The problem is largely one of definitions. Certainly, anyone with experience in publishing would be willing to acknowledge that some works do fall into “orphan” status. Disputes between writers, convoluted copyright histories, failure of heirs to continue to administer copyrights, works essentially abandoned by their own authors (remember that scene in “Raising Arizona” where they leave the baby on the car)—these are all situations that can eventually make it impossible to identify the proper owner of a copyright. But companies like Google are setting the bar pretty low.

According to the blog, Google’s Lester Lessig has referred to “out of print books” as orphans. Google’s General Counsel has said publicly: “These works include those for which the author or assignee of the work – the work’s “parent”—can no longer be determined, usually because the contact Information on the copyright registration is out of date”. They also expand that definition of orphan to include “works that have been, for all intents and purposes, ‘disowned’ either because any potential monetary value of the works has expired or because their authors simply are not interested in enforcing copyrights on their works”.

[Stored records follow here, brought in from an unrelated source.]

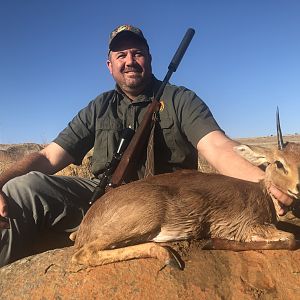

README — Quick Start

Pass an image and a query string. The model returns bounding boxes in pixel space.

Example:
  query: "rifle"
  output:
[89,28,195,204]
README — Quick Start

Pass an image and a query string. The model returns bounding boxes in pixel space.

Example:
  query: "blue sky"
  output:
[0,0,300,143]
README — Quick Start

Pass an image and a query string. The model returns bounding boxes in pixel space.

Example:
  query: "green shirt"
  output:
[54,77,221,181]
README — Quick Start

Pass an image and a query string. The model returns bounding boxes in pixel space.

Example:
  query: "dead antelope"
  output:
[71,111,300,266]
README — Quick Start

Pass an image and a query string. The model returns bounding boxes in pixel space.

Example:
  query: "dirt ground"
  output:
[0,136,300,300]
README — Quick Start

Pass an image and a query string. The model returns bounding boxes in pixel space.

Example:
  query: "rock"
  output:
[0,243,300,300]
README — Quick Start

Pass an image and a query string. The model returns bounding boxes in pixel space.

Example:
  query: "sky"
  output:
[0,0,300,143]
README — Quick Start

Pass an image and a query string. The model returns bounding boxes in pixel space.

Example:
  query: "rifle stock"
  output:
[109,28,195,187]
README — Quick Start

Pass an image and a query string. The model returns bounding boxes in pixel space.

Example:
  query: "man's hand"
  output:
[0,191,9,230]
[268,185,294,216]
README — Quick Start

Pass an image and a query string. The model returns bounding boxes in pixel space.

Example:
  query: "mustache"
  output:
[123,66,143,73]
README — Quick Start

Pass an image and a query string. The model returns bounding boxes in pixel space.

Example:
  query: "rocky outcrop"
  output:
[0,242,300,300]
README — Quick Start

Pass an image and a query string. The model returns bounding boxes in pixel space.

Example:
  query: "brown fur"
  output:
[72,144,300,265]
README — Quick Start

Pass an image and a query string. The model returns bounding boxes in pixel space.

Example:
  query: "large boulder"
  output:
[0,242,300,300]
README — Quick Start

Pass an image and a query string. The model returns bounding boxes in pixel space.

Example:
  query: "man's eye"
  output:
[134,52,144,57]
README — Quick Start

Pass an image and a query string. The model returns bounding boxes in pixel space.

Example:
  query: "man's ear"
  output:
[106,59,112,74]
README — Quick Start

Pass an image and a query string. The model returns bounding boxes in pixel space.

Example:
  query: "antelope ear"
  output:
[233,145,273,166]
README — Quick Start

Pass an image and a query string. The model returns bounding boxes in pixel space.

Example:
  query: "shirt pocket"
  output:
[155,116,175,150]
[92,119,123,173]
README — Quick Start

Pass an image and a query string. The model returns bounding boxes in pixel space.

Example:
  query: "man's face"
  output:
[107,36,152,96]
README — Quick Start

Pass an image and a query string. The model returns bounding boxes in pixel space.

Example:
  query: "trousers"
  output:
[0,171,98,267]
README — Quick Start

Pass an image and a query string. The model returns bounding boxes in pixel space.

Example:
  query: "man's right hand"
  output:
[0,191,10,230]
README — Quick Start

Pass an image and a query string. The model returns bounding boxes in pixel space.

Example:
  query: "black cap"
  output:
[108,25,149,50]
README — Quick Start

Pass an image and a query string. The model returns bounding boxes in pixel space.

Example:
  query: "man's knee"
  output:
[2,171,44,200]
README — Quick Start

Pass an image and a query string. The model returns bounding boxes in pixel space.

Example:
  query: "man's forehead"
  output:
[111,34,148,52]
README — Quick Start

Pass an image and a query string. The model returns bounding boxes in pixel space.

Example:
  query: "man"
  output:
[0,25,291,265]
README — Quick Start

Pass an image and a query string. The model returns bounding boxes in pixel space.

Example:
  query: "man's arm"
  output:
[197,130,293,214]
[0,143,74,217]
[197,130,264,182]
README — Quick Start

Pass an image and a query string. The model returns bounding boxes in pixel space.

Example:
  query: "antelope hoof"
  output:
[163,246,185,270]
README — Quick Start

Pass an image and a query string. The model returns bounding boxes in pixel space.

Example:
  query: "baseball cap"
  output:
[108,25,149,51]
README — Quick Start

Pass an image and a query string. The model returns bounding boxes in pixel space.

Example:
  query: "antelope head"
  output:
[235,109,300,199]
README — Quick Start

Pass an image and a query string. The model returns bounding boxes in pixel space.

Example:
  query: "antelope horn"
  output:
[276,106,284,150]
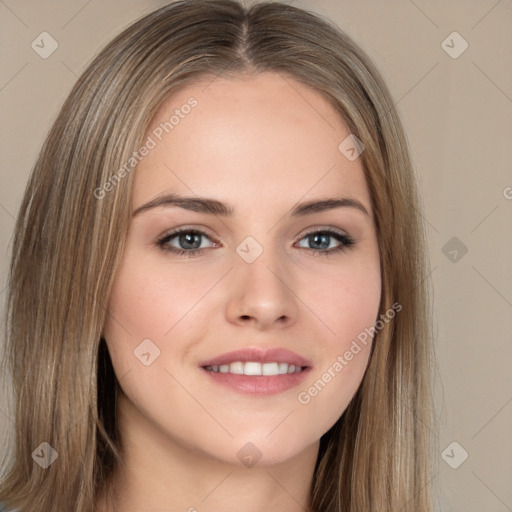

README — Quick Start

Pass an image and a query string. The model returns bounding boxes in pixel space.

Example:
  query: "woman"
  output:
[0,0,430,512]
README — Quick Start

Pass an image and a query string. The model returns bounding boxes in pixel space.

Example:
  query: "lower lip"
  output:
[201,367,310,396]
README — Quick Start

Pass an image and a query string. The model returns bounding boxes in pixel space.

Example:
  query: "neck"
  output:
[98,392,319,512]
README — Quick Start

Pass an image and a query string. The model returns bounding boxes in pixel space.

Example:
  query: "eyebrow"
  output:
[133,194,370,217]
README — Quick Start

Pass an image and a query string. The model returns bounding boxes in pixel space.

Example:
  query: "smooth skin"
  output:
[104,72,381,512]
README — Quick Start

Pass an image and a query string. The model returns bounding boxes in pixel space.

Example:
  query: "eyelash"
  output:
[156,229,356,258]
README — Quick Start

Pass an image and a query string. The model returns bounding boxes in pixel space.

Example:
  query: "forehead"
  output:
[134,72,370,209]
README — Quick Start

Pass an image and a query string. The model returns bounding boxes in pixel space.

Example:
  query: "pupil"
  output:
[309,234,329,249]
[180,233,201,249]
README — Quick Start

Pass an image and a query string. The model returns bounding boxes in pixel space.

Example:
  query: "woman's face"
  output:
[104,72,381,465]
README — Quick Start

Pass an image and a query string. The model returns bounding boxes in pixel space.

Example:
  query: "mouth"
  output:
[204,361,308,376]
[199,348,313,395]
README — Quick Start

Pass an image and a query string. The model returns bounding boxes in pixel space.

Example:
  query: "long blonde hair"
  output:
[0,0,432,512]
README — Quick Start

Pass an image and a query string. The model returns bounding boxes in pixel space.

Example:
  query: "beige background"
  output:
[0,0,512,512]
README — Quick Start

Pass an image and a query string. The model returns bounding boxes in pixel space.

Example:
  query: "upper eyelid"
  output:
[158,226,352,246]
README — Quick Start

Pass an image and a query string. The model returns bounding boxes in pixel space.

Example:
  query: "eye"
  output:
[157,229,216,256]
[299,229,356,255]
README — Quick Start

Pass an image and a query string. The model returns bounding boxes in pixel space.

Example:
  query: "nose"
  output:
[226,246,298,331]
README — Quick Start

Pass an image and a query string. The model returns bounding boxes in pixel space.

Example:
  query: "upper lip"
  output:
[199,347,312,367]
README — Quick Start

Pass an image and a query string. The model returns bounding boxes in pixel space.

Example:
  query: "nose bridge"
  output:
[227,236,297,328]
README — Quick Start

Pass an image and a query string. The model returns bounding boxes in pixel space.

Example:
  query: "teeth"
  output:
[206,361,302,376]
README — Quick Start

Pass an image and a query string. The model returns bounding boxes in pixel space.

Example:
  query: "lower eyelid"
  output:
[157,229,356,254]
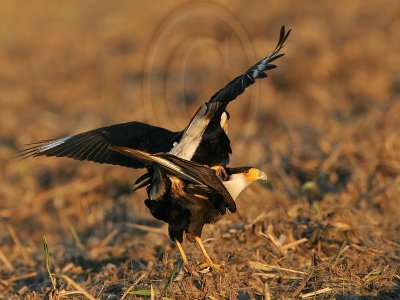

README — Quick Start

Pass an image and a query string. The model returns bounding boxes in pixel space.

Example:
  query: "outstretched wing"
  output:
[19,122,182,168]
[174,26,291,166]
[110,146,236,212]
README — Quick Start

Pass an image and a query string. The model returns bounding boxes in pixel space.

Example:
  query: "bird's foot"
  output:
[199,259,225,272]
[211,166,229,180]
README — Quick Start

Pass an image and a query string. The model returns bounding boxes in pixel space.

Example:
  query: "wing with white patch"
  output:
[173,26,290,166]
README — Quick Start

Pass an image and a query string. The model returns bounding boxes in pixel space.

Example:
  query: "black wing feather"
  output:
[210,26,291,102]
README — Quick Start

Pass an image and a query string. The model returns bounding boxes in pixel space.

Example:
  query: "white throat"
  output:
[222,173,251,200]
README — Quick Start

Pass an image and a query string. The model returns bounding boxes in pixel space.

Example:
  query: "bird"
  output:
[19,26,291,176]
[109,146,267,271]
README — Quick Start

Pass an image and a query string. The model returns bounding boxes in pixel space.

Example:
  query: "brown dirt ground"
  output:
[0,0,400,299]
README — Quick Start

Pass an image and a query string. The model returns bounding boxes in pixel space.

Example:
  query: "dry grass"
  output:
[0,0,400,299]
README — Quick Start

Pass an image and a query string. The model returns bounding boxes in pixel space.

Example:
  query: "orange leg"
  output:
[195,236,223,271]
[211,166,228,180]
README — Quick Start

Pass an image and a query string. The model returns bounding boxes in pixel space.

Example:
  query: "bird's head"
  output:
[222,167,267,199]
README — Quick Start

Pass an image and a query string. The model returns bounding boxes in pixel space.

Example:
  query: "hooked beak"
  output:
[258,170,268,181]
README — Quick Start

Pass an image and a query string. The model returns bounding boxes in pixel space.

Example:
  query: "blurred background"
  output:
[0,0,400,299]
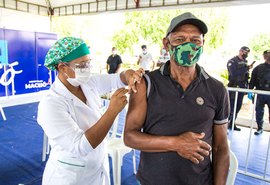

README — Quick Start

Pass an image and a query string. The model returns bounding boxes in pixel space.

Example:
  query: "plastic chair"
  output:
[226,150,238,185]
[106,116,137,185]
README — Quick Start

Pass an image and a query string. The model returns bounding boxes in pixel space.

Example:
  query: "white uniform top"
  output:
[139,53,153,71]
[38,74,124,185]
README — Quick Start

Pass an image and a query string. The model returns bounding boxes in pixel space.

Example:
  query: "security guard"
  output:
[249,50,270,135]
[227,46,253,131]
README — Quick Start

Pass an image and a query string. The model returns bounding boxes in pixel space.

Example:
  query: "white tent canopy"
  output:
[0,0,269,16]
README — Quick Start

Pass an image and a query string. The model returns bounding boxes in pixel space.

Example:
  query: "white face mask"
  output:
[66,66,91,87]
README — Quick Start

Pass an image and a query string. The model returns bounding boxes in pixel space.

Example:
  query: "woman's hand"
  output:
[125,68,145,93]
[107,88,128,114]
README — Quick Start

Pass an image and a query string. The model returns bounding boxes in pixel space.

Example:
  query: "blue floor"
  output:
[0,103,270,185]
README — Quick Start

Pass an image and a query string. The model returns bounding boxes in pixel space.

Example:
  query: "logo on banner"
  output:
[0,61,23,86]
[25,80,48,89]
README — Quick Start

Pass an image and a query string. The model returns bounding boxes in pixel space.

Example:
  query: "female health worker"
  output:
[38,37,144,185]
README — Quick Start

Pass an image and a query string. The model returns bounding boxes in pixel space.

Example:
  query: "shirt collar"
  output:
[159,61,209,80]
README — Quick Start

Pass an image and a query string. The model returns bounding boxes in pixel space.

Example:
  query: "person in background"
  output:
[227,46,253,131]
[106,47,122,74]
[124,12,229,185]
[37,37,146,185]
[137,45,155,73]
[248,50,270,135]
[157,47,170,67]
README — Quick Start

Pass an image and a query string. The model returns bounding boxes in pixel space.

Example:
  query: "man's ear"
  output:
[162,37,170,51]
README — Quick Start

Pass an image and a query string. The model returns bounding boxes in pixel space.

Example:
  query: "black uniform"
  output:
[137,62,229,185]
[249,63,270,130]
[107,54,122,74]
[227,56,249,128]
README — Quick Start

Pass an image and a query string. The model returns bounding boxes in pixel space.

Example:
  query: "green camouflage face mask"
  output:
[169,42,203,67]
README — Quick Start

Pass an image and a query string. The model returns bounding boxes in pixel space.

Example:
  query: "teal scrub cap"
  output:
[44,37,90,70]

Wow. Those are pretty broad definitions. To claim that just because something is “out of print” makes it an orphan would put a huge portion of American music’s master recordings into the home for wayward record albums. Only a very small portion of recorded music can ever be profitably kept “in print” at any given time. But it may still be actively used in movies, television, advertising, etc. Similarly, labeling something an orphan because of an incorrect contact on the copyright registration is like deeming anyone with an incorrect address on a driver’s license a fugitive. Copyright registrations are notoriously out of date, which is why large film studios use search services that specialize in tracking down authors and publishers.

Finally, to decide that works generating little income or for which the authors are no longer actively engaged in protecting the copyrights are “orphans” overlooks some fundamental realities of publishing. At Shapiro Bernstein, where I work, we have a song in our catalogue that for over two decades generated income in the low three figures (and that’s counting dollars and cents). But upon rediscovering it in the vaults, more than 50 years after its initial creation, the song suddenly found a new life—showing up in a Tarantino film, and then catching to become a stadium anthem, then finding its way into several national advertising campaigns. The song now generates more than enough income to keep its writers living well, and to renew their interest in their long lost “baby”. Songs come back. And when they do, the copyright owners get interested very quickly.

The point of all this is not to encourage you to write your Congressman about the “orphan works” legislation—though I wouldn’t discourage it either. The real point is to remind you once again of how important it is to maintain and update all of the information necessary for administering your copyrights.

Check your ASCAP registrations regularly. Make sure your publisher and your PRO have your correct address. Maintain accurate copyright registrations. Remain ever vigilante for unauthorized uses.

I’ve made all of these points before, both here, and in my book “Making Music Make Money”. It is a primary concern of my Berkleemusic class, Music Publishing 101. Whenever I talk about this subject, I usually emphasize that the songwriter is also a publisher of his or her own work, at least until he or she decides to assign that responsibility to someone else. As publishers, it’s our job to administer and protect the copyright.

But here’s a new way to look at it. You’re not only your song’s publisher. You’re the parent. You created it—now you have to take care of it. If you don’t, there are plenty of large “content” –hungry companies and creative “pop culture alchemists” who will be more than happy to take your song and call it their own. In this Information and Entertainment Age, nothing of value will stay an orphan for long.